Die Präsidialrepublik Malawi im Südosten Afrikas zählt zu den ärmsten Ländern der Welt. Die durchschnittliche Lebenserwartung liegt bei nur knapp über 35 Jahren, die Säuglingssterblichkeit bei über 10 Prozent. Dies liegt hauptsächlich an der weit verbreiteten Unterernährung: Gerade Kinder sind oft so geschwächt, dass sie selbst an einfachen Atemwegs- und Durchfallerkrankungen sterben. In den Regionen Salima und Ntchisi sind 40 Prozent der Kinder unterentwickelt. Auch die Sterberate von Müttern bei der Geburt hat sich in den letzten zehn Jahren dramatisch erhöht. Die Armut trifft somit vor allem Frauen und Kinder besonders hart. Mütter, die alleine für ihre Kinder sorgen müssen, können meist kaum das Überleben der Familie sichern.

Wie hilft CARE?

CARE Deutschland-Luxemburg gibt mit seinem dreijährigen Projekt in den Regionen Salima und Ntchisi bis zu 100.000 Menschen neue Hoffnung. Es stellt die nachhaltige Ernährung vor allem von Kindern unter fünf Jahren sicher. Zudem unterstützen die CARE-Mitarbeiter schwangere und stillende Frauen sowie Eltern, die ihre Kinder nicht ernähren können. Mitarbeiter vor Ort schulen Bauern im Anbau einer breiten Vielfalt von Getreide und anderen Anbaufrüchten, um eine vitaminreichere Ernährung sicherzustellen. Die Landwirte lernen zudem, wie man effektiver anbauen und die Ernte besser verarbeiten kann und welche Getreidesorten widerstandsfähiger gegen Dürren sind. In Dörfern, in denen Durchfallerkrankungen und Malaria besonders stark verbreitet sind sowie an Schulen baut CARE Latrinen und sorgt so für bessere Hygiene. Ergänzend können Schwangere und Mütter in Arbeitsgruppen lernen, wie man eine ausgewogene Ernährung für Kinder sicherstellt und wie man typische Krankheiten behandelt.
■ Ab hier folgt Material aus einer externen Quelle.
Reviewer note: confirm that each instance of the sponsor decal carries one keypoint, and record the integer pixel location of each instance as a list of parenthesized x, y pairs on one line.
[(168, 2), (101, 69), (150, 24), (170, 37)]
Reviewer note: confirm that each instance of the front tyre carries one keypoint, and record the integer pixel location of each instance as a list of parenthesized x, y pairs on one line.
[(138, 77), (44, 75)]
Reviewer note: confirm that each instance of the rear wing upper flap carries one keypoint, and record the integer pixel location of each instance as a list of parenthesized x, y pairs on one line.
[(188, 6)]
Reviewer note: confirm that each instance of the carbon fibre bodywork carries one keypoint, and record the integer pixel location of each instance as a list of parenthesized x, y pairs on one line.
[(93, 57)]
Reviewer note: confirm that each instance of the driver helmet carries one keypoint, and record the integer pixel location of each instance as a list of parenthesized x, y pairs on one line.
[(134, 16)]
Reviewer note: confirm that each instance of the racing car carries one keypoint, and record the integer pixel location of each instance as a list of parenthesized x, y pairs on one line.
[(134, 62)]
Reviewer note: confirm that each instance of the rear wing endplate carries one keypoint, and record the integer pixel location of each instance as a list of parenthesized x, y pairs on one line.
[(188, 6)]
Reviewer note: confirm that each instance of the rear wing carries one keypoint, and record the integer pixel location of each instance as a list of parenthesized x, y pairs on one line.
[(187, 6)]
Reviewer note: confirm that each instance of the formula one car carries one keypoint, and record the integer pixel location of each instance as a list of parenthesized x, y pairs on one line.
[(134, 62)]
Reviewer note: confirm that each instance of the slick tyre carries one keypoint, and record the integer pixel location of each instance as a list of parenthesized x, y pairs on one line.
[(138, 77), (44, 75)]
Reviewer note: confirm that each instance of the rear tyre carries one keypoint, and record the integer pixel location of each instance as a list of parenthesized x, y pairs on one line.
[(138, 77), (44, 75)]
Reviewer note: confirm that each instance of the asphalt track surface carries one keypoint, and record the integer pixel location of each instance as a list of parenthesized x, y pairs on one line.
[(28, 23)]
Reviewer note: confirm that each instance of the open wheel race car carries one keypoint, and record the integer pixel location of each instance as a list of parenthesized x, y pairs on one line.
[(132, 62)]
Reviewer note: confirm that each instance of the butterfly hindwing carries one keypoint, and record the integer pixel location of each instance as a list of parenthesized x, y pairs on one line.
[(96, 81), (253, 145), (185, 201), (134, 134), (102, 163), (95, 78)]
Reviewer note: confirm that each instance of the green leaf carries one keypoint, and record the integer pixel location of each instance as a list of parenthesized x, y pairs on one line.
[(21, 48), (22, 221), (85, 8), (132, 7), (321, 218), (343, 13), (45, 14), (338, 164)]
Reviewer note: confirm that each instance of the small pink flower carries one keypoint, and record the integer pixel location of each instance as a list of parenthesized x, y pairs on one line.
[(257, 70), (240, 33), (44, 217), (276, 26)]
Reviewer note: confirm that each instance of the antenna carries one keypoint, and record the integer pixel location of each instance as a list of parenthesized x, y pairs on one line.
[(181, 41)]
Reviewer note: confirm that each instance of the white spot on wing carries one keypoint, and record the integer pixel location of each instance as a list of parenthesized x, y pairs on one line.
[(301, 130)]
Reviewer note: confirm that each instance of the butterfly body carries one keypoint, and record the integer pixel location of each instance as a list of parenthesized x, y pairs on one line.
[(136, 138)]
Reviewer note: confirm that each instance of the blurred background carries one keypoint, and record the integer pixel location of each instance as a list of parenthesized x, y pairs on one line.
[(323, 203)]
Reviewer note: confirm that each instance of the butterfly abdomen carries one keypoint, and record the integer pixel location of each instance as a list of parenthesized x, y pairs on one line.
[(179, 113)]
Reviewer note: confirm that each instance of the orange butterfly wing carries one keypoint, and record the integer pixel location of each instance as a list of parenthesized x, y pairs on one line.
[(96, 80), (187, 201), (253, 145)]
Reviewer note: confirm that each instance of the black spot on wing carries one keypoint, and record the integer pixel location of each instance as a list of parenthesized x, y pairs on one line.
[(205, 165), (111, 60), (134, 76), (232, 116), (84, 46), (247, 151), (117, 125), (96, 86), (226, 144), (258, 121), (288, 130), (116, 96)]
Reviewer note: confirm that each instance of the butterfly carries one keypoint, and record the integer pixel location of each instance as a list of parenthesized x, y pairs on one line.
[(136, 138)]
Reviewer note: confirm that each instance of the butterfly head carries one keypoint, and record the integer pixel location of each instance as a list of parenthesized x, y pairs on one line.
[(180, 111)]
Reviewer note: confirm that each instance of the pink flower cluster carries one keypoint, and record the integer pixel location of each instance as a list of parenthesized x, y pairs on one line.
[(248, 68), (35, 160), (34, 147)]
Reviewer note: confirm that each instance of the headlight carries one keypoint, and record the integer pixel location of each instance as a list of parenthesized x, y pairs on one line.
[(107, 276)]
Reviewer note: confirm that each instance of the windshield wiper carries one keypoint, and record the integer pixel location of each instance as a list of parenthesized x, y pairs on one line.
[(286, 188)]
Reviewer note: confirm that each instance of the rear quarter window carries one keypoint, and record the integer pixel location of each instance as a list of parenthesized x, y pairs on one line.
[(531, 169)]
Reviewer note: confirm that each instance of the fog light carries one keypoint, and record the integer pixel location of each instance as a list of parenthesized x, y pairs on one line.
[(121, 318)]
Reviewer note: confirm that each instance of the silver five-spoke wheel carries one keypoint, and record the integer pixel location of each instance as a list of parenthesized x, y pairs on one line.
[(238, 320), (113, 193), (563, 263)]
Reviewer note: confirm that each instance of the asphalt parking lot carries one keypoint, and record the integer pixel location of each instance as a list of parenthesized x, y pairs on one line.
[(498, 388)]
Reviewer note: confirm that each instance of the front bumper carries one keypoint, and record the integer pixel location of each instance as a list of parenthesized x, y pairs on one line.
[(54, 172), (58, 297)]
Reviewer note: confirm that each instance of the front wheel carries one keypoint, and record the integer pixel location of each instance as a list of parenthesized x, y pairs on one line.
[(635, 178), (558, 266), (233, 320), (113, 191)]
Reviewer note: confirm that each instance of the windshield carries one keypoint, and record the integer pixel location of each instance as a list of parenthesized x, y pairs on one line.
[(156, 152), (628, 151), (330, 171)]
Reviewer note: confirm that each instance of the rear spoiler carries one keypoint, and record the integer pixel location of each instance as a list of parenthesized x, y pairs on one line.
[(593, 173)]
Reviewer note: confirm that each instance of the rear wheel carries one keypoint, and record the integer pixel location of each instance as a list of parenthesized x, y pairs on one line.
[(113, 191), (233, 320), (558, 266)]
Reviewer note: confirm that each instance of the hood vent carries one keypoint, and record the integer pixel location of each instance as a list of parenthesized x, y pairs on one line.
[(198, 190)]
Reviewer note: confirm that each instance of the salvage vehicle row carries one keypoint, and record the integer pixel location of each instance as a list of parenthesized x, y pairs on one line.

Im Rahmen des Projekts werden auch Kleinkreditprogramme auf Gemeindebasis gestartet. Durch die Gründung einer Spargemeinschaft können Bauern und andere Dorfbewohner ihr Geld für die Zukunft anlegen. Falls sie kurzfristig Kapital benötigen, zum Beispiel in wirtschaftlichen Notlagen oder wenn sie ihren Betrieb ausbauen möchten, können sie unkompliziert kleine Kredite erhalten. Somit wird auch die wirtschaftliche Lage der Menschen der Region entscheidend und nachhaltig verbessert. In allen Bereichen des Projekts arbeitet CARE eng mit lokalen Behörden und Nichtregierungsorganisationen zusammen und schult Mitarbeiter gezielt. Durch die gewonnenen Erfahrungen können sie später  selbstständig effektiv gegen Hunger und Krankheit vorgehen.